Picture this: Lucy has
convinced Charlie
Brown to run up to kick the football while she is holding it.
Charlie races toward the ball and just before he kicks it, Lucy pulls
it away – again.
Of
course, Charlie kicks nothing but air and winds up on his back with a
thud; humiliated and disappointed – again.
Lucy
has convinced Charlie yet again to trust her - that this time she
will not pull the ball away and Charlie will not kick the air – but
she really has a different agenda in mind. Charlie knows in his head that Lucy
has pulled the ball away many times in the past, but wants to trust her, so he
agrees. You know how it ends...thud.
Trust.
Is
it absolute or are there different levels? Can
it fluctuate up or down the levels?
Consider
trust in these circumstances:
- A baby trusting her parents,
- A person who is blind trusting their ‘seeing eye dog’,
- A military squad trusting each other with their lives,
- A group doing Outward Bound trusting other members to keep them safe during the trust fall,
- A business colleague sharing confidential information with you, trusting that you will not reveal what he has said,
- A sales person trying to close the sale asking you to trust him,
- A casual conversation with someone who prefaces a revelation with “trust me”.

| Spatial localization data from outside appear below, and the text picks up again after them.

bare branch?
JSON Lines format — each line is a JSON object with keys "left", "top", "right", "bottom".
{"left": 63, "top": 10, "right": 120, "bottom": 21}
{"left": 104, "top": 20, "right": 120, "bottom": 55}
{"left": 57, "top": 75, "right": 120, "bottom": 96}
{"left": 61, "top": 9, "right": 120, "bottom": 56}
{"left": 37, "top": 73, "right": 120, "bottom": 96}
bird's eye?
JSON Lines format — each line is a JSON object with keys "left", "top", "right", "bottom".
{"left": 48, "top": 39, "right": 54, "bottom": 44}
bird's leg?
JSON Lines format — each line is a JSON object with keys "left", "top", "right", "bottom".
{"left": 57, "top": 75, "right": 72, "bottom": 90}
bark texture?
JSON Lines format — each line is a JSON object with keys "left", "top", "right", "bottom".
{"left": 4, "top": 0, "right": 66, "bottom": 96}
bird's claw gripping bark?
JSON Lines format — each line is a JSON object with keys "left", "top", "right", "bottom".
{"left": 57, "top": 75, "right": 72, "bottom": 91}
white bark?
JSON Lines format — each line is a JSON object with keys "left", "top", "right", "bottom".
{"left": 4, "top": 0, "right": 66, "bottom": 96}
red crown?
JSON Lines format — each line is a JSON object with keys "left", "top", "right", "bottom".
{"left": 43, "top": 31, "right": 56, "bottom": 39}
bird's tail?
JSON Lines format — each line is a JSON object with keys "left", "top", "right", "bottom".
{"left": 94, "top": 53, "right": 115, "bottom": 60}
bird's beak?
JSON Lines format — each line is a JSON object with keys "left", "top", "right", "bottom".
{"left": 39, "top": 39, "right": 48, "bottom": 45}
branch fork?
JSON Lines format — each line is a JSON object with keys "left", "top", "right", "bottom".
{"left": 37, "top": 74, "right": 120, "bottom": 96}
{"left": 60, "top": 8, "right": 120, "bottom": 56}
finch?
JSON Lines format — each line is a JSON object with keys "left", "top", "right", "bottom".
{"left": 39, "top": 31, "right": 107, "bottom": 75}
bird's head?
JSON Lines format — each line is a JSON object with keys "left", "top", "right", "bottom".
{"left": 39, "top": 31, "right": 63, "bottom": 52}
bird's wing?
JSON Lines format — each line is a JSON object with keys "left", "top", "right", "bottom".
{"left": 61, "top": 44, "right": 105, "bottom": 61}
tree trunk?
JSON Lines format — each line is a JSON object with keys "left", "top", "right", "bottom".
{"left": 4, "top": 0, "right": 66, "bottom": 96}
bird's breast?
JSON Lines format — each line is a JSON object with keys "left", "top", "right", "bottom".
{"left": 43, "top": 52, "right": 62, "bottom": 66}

These items are about one person ‘trusting’ another, however, going down the list the strength of that trust drops from absolute to nonexistent. The baby’s trust is unconditional and the blind person’s trust in the seeing eye dog is earned unconditional – while sales person's request is met with skepticism and the casual 'trust me' is merely rhetorical.
The Lucy and Charlie example shows the two aspects of trust - emotional and logical. Lucy has shown many times she has her own agenda and Charlie knows that from experience but really wants to trust her this time so he can accomplish his goal - logic and emotion.
In organizations, trust is reflected in its evolved culture – from accumulated experience.
Think about an organization:
- does management ‘trust’ the employees?
- do the employees ‘trust’ management?
- do either ‘trust’ the customers?
- does the customer ‘trust’ the organization and its people?
With this in mind, consider:
Ritz-Carlton hotel gives their employees the ability to commit several thousand dollars without prior approval to satisfy an unhappy guest’s problem; a similar policy of customer satisfaction is practiced at Neiman-Marcus. Or
what about Zappo's full refund for a year from purchase, including cost of shipping.
How do their employees and customers regard these businesses?
Kmart (and other retailers) say they want complete customer satisfaction, but have a hardy (and inflexible) list
of conditions on that complete satisfaction. How do their customers regard these stores and, as a result, how do the employees feel about the customers?
I have found that leaders influence trust
– from doing what they say and saying what they will do - ‘walking the talk’ – to
the way they choose to have the organization conduct business. Like smiling at a
baby gets a smile in return, demonstrating trust in others elevates their trust
in you and the organization. Keeping in mind trust has both an emotional
and logical aspect – the effective leader must address how the customers
and employees feel and react, as well as how each benefits.
Some additional thoughts about trust:
I believe fundamental honesty is the keystone of business. ~Harvey
S. Firestone
The best way to find out if you can trust somebody is to trust them. ~Ernest
Hemingway
Trust men and they will be true to you; treat them greatly and they will show themselves great. ~Ralph
Waldo Emerson
Trust, but verify. ~Ronald Reagan (from an old Russian proverb)
As I see it, trust is in the framework of all successful organizations and it does not get there by happenstance. Successful leaders
work hard to instill it in all aspects of the entity and in every
individual, not as a tool or a technique, but as a fundamental belief.